ScholarChip’s Alternative Behavior Educator (ABE) helps modify a student’s behavior through SEL-based lessons. It teaches better behavior and effectively and efficiently handles disruptive behaviors that can escalate.

ScholarChip’s integrated, tech-based ABE tool monitors and chronicles a student’s behavior throughout a student’s academic career. It flags at-risk students—including those with repeated tardiness or truancies— and automates referrals and interventions for those students, particularly when behaviors can potentially result in serious incidents. Students with behavioral issues are assigned age-appropriate learning modules in the ABE system.

Using SEL-based lessons, ScholarChip’s ABE promotes prosocial behavior by utilizing a point system. This point system assigns customized values to behaviors and classroom triggers and keeps track of both positive and negative behaviors. It promotes progress, accountability, and fun through appropriate student behavior tutorials, games, and a reward system.

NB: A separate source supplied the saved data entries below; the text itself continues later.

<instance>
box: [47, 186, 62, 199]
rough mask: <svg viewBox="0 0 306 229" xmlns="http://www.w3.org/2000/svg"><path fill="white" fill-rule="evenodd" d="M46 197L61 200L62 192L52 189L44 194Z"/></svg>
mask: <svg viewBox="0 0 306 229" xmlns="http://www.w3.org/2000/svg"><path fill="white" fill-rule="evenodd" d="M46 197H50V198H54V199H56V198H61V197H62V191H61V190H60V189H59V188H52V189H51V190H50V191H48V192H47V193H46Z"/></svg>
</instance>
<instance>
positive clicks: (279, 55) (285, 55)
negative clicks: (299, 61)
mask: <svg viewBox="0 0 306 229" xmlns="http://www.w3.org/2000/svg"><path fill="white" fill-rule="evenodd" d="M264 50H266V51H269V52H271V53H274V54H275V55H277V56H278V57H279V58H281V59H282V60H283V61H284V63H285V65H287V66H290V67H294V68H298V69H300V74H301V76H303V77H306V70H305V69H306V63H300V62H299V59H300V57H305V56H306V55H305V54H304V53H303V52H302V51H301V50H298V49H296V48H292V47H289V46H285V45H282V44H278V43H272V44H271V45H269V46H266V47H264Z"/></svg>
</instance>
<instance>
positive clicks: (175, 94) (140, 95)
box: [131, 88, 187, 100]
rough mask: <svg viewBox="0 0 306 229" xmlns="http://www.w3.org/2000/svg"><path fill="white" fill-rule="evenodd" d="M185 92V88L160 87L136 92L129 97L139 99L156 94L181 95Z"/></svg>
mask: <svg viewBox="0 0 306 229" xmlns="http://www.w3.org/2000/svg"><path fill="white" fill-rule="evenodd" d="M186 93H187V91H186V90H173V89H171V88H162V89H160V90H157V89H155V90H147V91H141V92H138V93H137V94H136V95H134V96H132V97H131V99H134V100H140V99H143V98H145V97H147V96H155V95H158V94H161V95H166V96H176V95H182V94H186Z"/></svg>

It also provides easy tracking for teachers. ABE then delivers data-based reports to the principal.

ScholarChip’s ABE also incorporates the complete spectrum of behavior and integrates student rewards, interventions, and tracking with PowerSchool®, Infinite Campus, and other SIS programs.

When valuable learning time now returns to the classroom, this boosts prosocial behavior between students and teachers.

ScholarChip’s ABE and SEL Promote Student Prosocial Behavior

There are too many statistics surrounding negative student behavior in the classroom and school. Teachers and principals are very often faced with the challenges of negative behaviors and need ways to address them.

ScholarChip’s technology and behavioral adjustment techniques like SEL help improve student behavior through positive learning and can avoid negative behavior concerns from occurring. Solving this problem will help create the ideal school climate for student success both now and in the future.